In the late 1980s, BMW wanted to push the envelope of what a flagship could be. It decided to build a sedan larger than the 7 Series. You've probably heard of the "Goldfish" aka "Super Seven" from 1988 with a V-16 engine, but a second car was assembled two years later. It's been kept secret for decades, until this month when it showed up at the Techno-Classica Essen.

We asked BMW about the elusive super sedan since we only had heard about the previous one-off. Featuring an aluminum body, the newer car was built in 1990 and was known internally as the 750iL V-16 "Goldfish." The man in charge of the design was Boyke Boyer, who also penned the E38 7 Series launched four years later, in 1994. That's why the car looks like a fusion between the E32 and E38.

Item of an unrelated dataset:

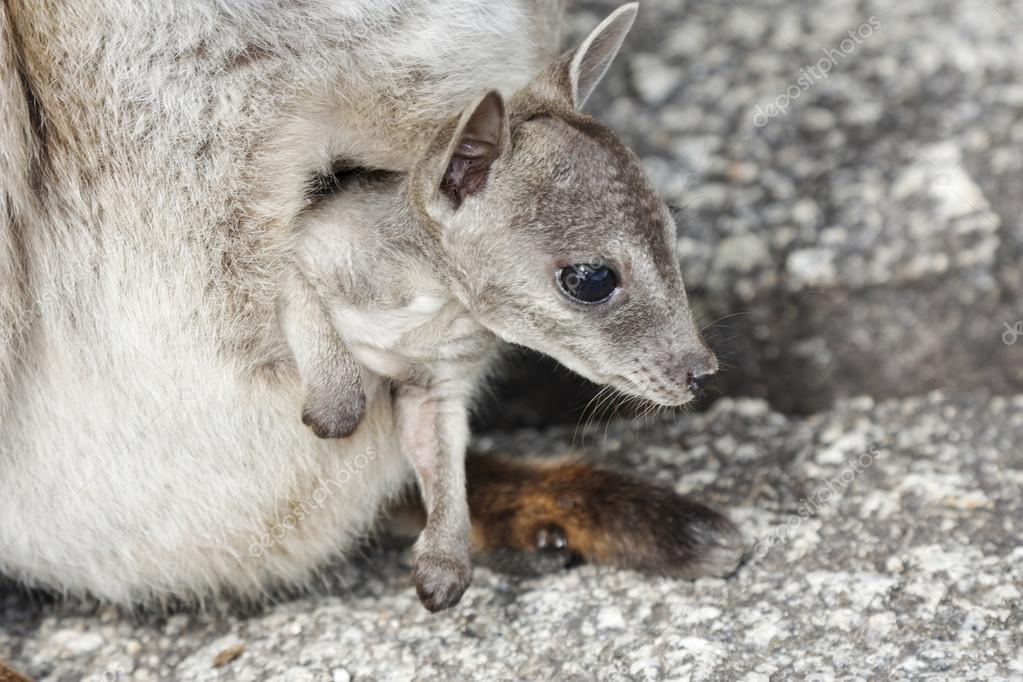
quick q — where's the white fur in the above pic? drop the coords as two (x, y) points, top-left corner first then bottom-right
(0, 0), (565, 602)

1990 BMW 750iL V16 Goldfish

At the heart of the stately sedan was a 6.6-liter V-16 engine adapted from the "M70" V-12 installed in the 750i E32 that was on sale back then. While the range-topping 7 Series made 296 horsepower, this prototype had a stout 348 horsepower at 5,000 rpm. Output was routed to the wheels via a five-speed automatic transmission, enabling an electronically limited top speed of 155 miles per hour. That made it slower than its predecessor, which maxed out at 174 mph.

Speaking of the previous Goldfish project seen below, that car had different technical specifications. The monstrous V-16 featured substantially more power, at 402 hp. In addition, BMW's engineers fitted a six-speed manual gearbox, right before the 8 Series E31 became the first V-12 production car with six gears.

Compared to the original V-16 car, the newer Goldfish had a smoother profile since it did away with the large fiberglass gills and air scoops on the rear fenders. The previous car had them for the cooling system, which BMW moved to the rear since there was not enough room underneath the hood after fitting the massive engine. The engineers continued to work on the project, managing to solve the packaging issues for the 1990 prototype.

Aside from having an unusual engine, the second of the Goldfish cars was also much bigger than the 7 Series E32 of those days. At 214.5 inches long, it was actually larger than the current-generation model. Compared to the G70 on sale today, it was slightly narrower (at 74.8 inches) and lower (at 59 inches).

1988 BMW 750iL V16 Goldfish

1988 BMW 750iL V16 Goldfish

BMW wasn't the only German luxury brand to toy around with the idea of an engine bigger than a V-12. Legend has it Mercedes worked on an 8.0-liter W-18 (yes, 18 cylinders) with 490 hp. It was reportedly planned for the W140 S-Class in the 800 SEL ultimate version to slot above the 600 SEL, but it never happened. It is believed Mercedes also had a more potent derivative with at least 680 hp intended for sports cars.

Mercedes apparently canceled the W-18 at the last minute before reviving the project later in the 1990s for an S80 AMG that never came to fruition either. Years later, there was also some wild speculation about a twin-supercharged, 15-liter V-24 engine (yup, 24 cylinders) for the resurrected Maybach brand with around 1,000 hp. It remained at the rumor stage in the 2000s.

BMW dropped the V-16 engine as well (unless there are other secret cars we don't know about). A new flagship above the 7 Series didn't happen either since there was no need for it anymore. Rolls-Royce Motor Cars Limited was created as a wholly owned subsidiary in 1998. In the mid-2000s, BMW revisited the idea of a V-16 car but for Rolls-Royce. However, the 100 EX and the 101 EX with their gigantic 9.0-liter engines were left on the cutting room floor as well.